Le 16 juillet 2017, le président de la République française célèbre la 75e commémoration de la rafle du Vel d’Hiv. Pour la première fois, il a invité le Premier ministre israélien. Après avoir démontré la responsabilité du régime de Vichy dans la déportation des juifs, il conclut : « Nous ne céderons rien à l’antisionisme, car il est la forme réinventée de l’antisémitisme. » Étrange amalgame, puisqu’il confond, dans une même réprobation, un délit – le racisme antijuif – et une opinion qui conteste la pensée de Theodor Herzl.

L’antijudaïsme puis l’antisémitisme traversent l’histoire de l’Europe bien plus que celle du monde arabe. Ils s’y sont traduits, des siècles durant, par des discriminations, des expulsions et des massacres – ainsi lors des croisades, mais aussi, au XIXe siècle, avec les pogromes de l’empire tsariste. Témoin à Paris de l’affaire Dreyfus, Theodor Herzl, correspondant de la Neue Freie Presse de Vienne, en déduit que les juifs, inassimilables, doivent disposer de leur État. Il écrit L’État des juifs (1896), puis réunit le premier Congrès sioniste mondial (1897). « Le sionisme, précise son programme, s’efforce d’obtenir pour le peuple juif en Palestine un foyer reconnu publiquement et garanti juridiquement. »

« Choix par défaut »
Jusqu’à la Seconde Guerre mondiale, malgré le soutien de Londres, les héritiers de Herzl ne rencontrent guère d’écho parmi les juifs : communistes, bundistes, libéraux et orthodoxes s’opposent à leur projet. Et l’immense majorité des 3,5 millions de juifs quittant l’Europe se rendent aux États-Unis. En 1939, la Palestine sous mandat britannique ne compte que 450 000 juifs, soit 2,5 % de la population juive mondiale.

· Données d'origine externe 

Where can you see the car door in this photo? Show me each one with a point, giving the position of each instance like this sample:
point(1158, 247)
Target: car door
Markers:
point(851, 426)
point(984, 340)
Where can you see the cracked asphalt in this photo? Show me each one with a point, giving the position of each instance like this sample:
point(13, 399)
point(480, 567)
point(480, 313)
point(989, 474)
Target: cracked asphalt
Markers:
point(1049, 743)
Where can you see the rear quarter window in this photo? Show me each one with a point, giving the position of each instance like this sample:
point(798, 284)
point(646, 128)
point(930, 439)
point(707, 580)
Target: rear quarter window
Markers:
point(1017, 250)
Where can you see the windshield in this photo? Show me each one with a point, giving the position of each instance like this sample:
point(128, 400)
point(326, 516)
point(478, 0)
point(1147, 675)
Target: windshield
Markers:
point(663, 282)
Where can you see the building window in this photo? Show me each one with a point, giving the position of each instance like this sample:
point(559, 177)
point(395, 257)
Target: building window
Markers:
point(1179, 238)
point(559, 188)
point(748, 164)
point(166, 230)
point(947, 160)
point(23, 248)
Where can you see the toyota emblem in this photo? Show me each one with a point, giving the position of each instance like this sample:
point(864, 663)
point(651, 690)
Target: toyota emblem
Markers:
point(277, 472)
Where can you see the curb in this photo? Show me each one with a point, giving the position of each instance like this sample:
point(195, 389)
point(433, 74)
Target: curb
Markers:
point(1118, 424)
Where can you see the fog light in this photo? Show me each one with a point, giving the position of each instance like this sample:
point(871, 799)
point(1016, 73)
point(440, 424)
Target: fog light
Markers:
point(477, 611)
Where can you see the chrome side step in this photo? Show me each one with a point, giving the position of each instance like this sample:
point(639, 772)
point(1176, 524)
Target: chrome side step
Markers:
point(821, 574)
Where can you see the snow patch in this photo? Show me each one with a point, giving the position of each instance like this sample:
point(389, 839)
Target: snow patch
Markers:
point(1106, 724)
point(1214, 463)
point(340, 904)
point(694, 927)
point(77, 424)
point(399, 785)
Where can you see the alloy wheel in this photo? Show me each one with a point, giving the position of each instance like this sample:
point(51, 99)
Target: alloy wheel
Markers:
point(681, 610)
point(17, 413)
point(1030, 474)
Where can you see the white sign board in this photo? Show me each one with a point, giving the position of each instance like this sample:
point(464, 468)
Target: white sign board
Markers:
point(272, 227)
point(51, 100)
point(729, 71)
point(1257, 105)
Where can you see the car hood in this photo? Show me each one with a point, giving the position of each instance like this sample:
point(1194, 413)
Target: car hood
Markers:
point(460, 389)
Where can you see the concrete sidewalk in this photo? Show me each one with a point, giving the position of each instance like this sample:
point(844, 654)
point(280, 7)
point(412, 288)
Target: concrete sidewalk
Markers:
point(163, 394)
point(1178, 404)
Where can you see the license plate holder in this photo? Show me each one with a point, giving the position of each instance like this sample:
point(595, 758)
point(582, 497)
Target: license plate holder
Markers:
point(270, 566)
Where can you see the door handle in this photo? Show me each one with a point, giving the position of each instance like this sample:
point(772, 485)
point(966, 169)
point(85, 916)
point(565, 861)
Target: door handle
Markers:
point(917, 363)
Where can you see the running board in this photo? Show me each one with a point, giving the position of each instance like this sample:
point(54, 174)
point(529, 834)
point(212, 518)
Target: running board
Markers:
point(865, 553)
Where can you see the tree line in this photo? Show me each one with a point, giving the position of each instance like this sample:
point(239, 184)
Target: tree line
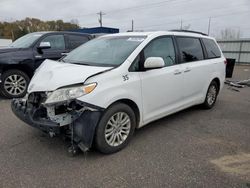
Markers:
point(16, 29)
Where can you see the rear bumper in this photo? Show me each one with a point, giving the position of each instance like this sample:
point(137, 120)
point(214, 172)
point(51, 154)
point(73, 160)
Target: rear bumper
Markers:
point(31, 117)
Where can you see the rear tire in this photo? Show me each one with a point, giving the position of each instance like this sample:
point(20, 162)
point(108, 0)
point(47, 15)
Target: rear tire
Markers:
point(115, 129)
point(211, 95)
point(14, 83)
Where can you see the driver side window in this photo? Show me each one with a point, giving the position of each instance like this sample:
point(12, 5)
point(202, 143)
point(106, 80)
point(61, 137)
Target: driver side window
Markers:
point(161, 47)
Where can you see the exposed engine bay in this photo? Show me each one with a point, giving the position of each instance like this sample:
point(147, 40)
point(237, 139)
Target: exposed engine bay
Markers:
point(72, 118)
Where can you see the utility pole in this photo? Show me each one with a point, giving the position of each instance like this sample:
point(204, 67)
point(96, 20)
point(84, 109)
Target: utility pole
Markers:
point(209, 24)
point(132, 29)
point(100, 17)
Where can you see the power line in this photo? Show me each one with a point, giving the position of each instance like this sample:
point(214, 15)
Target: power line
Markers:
point(175, 22)
point(182, 15)
point(148, 5)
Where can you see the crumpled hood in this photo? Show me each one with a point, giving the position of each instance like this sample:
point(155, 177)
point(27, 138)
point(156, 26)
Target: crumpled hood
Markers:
point(52, 75)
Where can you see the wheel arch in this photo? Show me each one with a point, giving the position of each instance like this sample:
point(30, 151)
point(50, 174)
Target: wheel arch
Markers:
point(217, 80)
point(26, 69)
point(133, 106)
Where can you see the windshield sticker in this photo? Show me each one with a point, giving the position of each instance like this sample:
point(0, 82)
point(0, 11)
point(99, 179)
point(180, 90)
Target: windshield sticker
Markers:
point(136, 39)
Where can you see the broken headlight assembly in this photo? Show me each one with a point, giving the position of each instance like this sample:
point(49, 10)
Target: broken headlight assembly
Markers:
point(70, 93)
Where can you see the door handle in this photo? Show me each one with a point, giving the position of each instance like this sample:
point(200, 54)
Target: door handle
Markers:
point(187, 69)
point(177, 71)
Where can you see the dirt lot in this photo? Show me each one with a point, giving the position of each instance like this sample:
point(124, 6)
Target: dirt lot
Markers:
point(193, 148)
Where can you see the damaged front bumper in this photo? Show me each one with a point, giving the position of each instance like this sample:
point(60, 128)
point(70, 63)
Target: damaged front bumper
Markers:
point(77, 117)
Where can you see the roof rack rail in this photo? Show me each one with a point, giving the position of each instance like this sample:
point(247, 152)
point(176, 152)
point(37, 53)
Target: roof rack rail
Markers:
point(188, 31)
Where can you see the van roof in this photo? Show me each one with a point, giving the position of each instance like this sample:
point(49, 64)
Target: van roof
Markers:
point(174, 32)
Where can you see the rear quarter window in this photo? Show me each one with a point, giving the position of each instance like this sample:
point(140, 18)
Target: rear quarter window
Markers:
point(211, 48)
point(76, 40)
point(190, 49)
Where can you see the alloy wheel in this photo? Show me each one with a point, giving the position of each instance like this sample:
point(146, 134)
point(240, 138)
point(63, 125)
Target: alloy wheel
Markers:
point(15, 84)
point(117, 129)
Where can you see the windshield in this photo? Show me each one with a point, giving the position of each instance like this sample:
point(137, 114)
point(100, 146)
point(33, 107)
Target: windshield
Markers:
point(105, 51)
point(25, 41)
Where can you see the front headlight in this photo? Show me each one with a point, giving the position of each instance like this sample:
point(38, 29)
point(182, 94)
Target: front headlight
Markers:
point(68, 93)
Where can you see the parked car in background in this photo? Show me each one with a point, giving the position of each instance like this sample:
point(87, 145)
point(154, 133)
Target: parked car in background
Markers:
point(100, 92)
point(19, 61)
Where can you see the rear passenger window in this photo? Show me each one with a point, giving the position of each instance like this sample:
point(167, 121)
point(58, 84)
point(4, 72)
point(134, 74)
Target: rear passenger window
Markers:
point(161, 47)
point(190, 49)
point(211, 48)
point(76, 40)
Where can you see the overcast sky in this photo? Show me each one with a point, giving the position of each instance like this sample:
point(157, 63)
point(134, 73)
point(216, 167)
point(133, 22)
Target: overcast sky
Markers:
point(147, 14)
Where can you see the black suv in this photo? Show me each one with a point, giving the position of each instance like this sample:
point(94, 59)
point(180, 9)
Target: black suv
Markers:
point(19, 61)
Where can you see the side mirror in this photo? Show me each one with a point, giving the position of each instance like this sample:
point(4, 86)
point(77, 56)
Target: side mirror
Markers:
point(154, 63)
point(44, 45)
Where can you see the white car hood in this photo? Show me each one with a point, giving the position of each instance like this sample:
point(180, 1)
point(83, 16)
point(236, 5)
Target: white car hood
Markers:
point(52, 75)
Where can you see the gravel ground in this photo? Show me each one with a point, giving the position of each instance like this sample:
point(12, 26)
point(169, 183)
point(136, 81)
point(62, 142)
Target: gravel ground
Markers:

Le génocide nazi bouleverse tout. Six millions de juifs ont été exterminés et des centaines de milliers de survivants ne peuvent pas retourner chez eux : en Pologne, par exemple, des pogromes accueillent ceux qui reviennent. Or Washington leur refuse tout visa. Bon nombre émigrent alors vers la Palestine, puis vers Israël, d’où la guerre de 1947-1949 a chassé 800 000 Arabes. S’agit-il d’un « choix sioniste » ? Pour la majorité, certainement pas : c’est un « choix par défaut ». Et il en ira de même pour la plupart des immigrants juifs arabes, puis des juifs soviétiques. Chassés de leur pays ou recrutés par l’Agence juive, les premiers n’auraient pas pu se rendre ailleurs, et surtout pas dans une Europe en pleine reconstruction. Quant aux seconds, ils profitent de l’accord signé par Mikhaïl Gorbatchev pour quitter légalement l’Union soviétique, avec l’espoir de poursuivre leur périple vers les États-Unis… qui leur refusent tout visa.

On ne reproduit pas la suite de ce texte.